Shazam! : le coup de foudre qui manquait à DC

ReviewCinéma
On a aimé• L'orientation comédie fonctionne pleinement
• Zachary Levi parfait pour cette version du rôle
• Un jeune casting au poil
• De purs moments de comicbook
• Convaincant visuellement
On a moins aimé• Une origin story qui reste balisée
• Mark Strong fait un vilain sans grande saveur
• Une OST complètement oubliable
• Un certain manque d'enjeux
Notre note

C'est toujours avec une certaine appréhension, disons depuis 2016, que l'on aborde une sortie DC Comics au cinéma. Passée la catastrophe Justice League, Aquaman montrait déjà le changement de direction de Warner Bros. concernant son univers moyennement partagé, avec une proposition forte sur le plan visuel, qui péchait (hoho) par une écriture abyssale (hohoho c'est l'éclate, mais oublions les jeux de mots, la critique est encore fraîche par ici). 

Réalisé par un David F. Sandberg rapatrié à l'écurie DC Films par un James Wan tout puissant après leur aventure commune sur la franchise Conjuring et Annabelle 2, où le cinéaste a d'ailleurs été chercher quelques collaborateurs des deux côtés de la caméra, Shazam! marque un tournant dans le développement de cet univers filmique.

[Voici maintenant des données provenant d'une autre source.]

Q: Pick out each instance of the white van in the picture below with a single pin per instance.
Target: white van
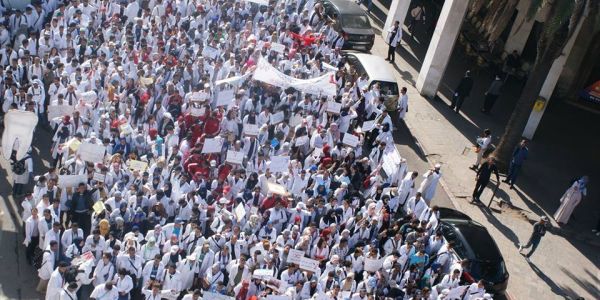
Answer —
(379, 71)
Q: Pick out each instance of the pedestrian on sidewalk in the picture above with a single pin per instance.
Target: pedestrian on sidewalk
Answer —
(570, 200)
(481, 146)
(393, 38)
(539, 230)
(519, 156)
(462, 91)
(483, 177)
(492, 94)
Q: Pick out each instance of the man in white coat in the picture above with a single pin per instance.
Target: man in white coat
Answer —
(429, 184)
(394, 37)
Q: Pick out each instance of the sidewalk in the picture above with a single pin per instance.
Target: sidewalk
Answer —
(571, 268)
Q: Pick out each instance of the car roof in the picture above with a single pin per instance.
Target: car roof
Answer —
(376, 67)
(347, 7)
(478, 239)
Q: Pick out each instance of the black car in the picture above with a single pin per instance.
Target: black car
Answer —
(473, 242)
(353, 21)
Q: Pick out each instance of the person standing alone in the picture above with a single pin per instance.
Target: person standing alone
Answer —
(393, 38)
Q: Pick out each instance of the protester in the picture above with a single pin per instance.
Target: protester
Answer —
(215, 147)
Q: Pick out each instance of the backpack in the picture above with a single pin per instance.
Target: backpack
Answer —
(19, 166)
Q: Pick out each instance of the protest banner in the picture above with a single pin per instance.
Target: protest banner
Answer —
(276, 188)
(372, 265)
(136, 165)
(225, 97)
(294, 256)
(65, 181)
(277, 118)
(368, 126)
(279, 163)
(350, 140)
(309, 265)
(210, 52)
(235, 157)
(251, 129)
(213, 145)
(99, 177)
(334, 107)
(59, 111)
(277, 47)
(91, 152)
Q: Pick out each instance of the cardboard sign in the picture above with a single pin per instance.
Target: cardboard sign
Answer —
(235, 157)
(91, 152)
(251, 129)
(59, 111)
(277, 118)
(136, 165)
(213, 145)
(99, 177)
(211, 52)
(294, 256)
(276, 188)
(65, 181)
(225, 97)
(309, 265)
(240, 212)
(372, 265)
(279, 163)
(334, 107)
(277, 47)
(368, 125)
(350, 140)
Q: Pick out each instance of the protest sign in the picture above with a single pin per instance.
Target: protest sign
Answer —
(368, 125)
(136, 165)
(350, 140)
(277, 118)
(235, 157)
(211, 52)
(309, 265)
(225, 97)
(56, 111)
(279, 163)
(372, 265)
(91, 152)
(99, 177)
(277, 47)
(65, 181)
(276, 188)
(213, 145)
(251, 129)
(294, 256)
(334, 107)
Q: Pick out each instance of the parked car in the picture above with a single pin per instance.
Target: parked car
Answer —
(473, 242)
(353, 21)
(378, 71)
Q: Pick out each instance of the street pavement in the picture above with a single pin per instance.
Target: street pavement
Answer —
(562, 267)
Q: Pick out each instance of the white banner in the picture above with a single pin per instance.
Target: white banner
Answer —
(323, 85)
(213, 145)
(91, 152)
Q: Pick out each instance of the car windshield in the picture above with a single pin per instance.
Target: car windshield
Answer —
(355, 21)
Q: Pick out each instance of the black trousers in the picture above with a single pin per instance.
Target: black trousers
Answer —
(391, 53)
(479, 187)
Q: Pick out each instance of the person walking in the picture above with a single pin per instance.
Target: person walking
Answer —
(462, 91)
(393, 38)
(539, 230)
(483, 177)
(570, 200)
(519, 156)
(492, 94)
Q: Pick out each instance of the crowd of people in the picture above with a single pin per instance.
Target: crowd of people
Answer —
(301, 214)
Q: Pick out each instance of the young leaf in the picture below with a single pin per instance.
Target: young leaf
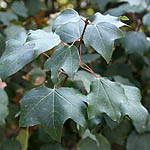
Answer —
(19, 9)
(67, 58)
(71, 31)
(101, 37)
(116, 100)
(3, 106)
(98, 17)
(66, 16)
(7, 17)
(51, 108)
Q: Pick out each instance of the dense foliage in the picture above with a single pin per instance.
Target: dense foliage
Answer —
(74, 75)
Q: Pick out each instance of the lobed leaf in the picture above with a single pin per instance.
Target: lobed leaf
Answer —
(66, 58)
(51, 108)
(101, 37)
(116, 100)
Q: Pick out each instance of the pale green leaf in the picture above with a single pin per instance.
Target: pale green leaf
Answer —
(7, 17)
(98, 17)
(13, 31)
(3, 106)
(34, 6)
(19, 8)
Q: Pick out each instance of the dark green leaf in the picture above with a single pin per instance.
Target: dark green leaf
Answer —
(116, 100)
(135, 42)
(52, 147)
(146, 19)
(51, 108)
(71, 31)
(3, 106)
(2, 44)
(43, 41)
(90, 144)
(11, 145)
(84, 78)
(138, 141)
(66, 58)
(18, 53)
(120, 133)
(66, 16)
(101, 37)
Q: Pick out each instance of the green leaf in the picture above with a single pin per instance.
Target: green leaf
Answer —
(55, 146)
(146, 19)
(11, 145)
(101, 37)
(2, 44)
(116, 100)
(66, 58)
(18, 53)
(85, 78)
(3, 106)
(7, 17)
(43, 41)
(19, 9)
(124, 18)
(51, 108)
(121, 132)
(98, 17)
(71, 31)
(122, 80)
(135, 42)
(90, 144)
(134, 108)
(66, 16)
(23, 138)
(88, 58)
(138, 141)
(15, 57)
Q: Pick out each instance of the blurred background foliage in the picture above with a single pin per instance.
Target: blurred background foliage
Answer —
(130, 65)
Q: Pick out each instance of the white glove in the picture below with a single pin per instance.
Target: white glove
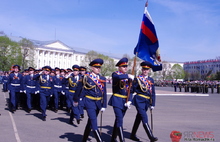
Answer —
(102, 109)
(41, 72)
(63, 92)
(37, 91)
(151, 107)
(128, 104)
(75, 104)
(131, 76)
(68, 75)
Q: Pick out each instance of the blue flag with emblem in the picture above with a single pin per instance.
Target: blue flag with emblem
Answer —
(148, 46)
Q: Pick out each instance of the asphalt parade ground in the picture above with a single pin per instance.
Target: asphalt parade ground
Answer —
(196, 116)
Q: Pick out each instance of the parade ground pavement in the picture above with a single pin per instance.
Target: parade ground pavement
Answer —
(195, 115)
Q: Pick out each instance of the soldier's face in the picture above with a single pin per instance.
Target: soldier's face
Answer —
(123, 69)
(57, 72)
(82, 72)
(145, 72)
(16, 70)
(75, 73)
(96, 70)
(31, 72)
(46, 72)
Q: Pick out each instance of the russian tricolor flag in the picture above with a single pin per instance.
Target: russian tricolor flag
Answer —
(148, 46)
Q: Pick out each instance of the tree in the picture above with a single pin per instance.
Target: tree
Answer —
(178, 72)
(217, 76)
(107, 68)
(27, 53)
(10, 53)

Le petit héros est en effet le premier à se détacher de l'ère Snyder, n'étant pas apparu dans Batman V Superman ou Justice League, et n'ayant même jamais été mentionné dans le fameux plan quinquennal du cinéaste. De quoi changer la donne pour ce personnage historiquement concurrent de Superman, parfois même plus populaire que le célèbre héros en bleu dans les ventes de BDs. Shazam! s'essaie à la comédie, mâtinée de codes classiques dans le genre du film de super-héros, et, pour le dire clairement : le résultat est plutôt réussi. Pendant qu'éclatent une par une les veines de vos yeux exagérément écarquillés, parce que "comment ? Une critique positive de films DC ? Ici ? Et la pension mensuelle de Disney, qu'en faites vous ?" n'allons pas trop vite, et développons un peu.

Malgré la longévité de ce super-héros, Warner choisit, pour la première incarnation sur grand écran de Shazam, de puiser dans le matériel le plus récent, soit le court run de Geoff Johns et Gary Frank qui accompagnait les back-ups de Justice League il y a quelques années. Une version modernisée du personnage, qui n'avait pas reçu que de bonnes critiques, en particulier sur le comportement de ce nouveau Billy Batson qui troquait sa bonté naturelle pour coller avec l'image d'un garçon plus dur, espiègle, parfois cruel. Quoi qu'en penseront les puristes, c'est donc avec cette oeuvre que l'on partira pour regarder Shazam! avec l'angle d'un lecteur, celui qui nous caractérise par ici.


Billy Batson (Asher Angel) est un jeune adolescent à la recherche de sa mère, qu'il a perdue étant tout jeune. Alors qu'on le place dans une énième famille d'accueil, il se retrouve vite en contact avec un sorcier (Djimon Honsou) qui lui explique vouloir faire de lui son nouveau champion de la magie. Transformé en Shazam, un super-héros aux multiples capacités, qui conserve son esprit adolescent, c'est une découverte des pouvoirs - et des responsabilités, évidemment - qui va jalonner l'ensemble film, pendant qu'un certain Dr. Sivana (Mark Strong) va lui faire découvrir qu'un héros ne peut décidément pas exister sans un super-vilain.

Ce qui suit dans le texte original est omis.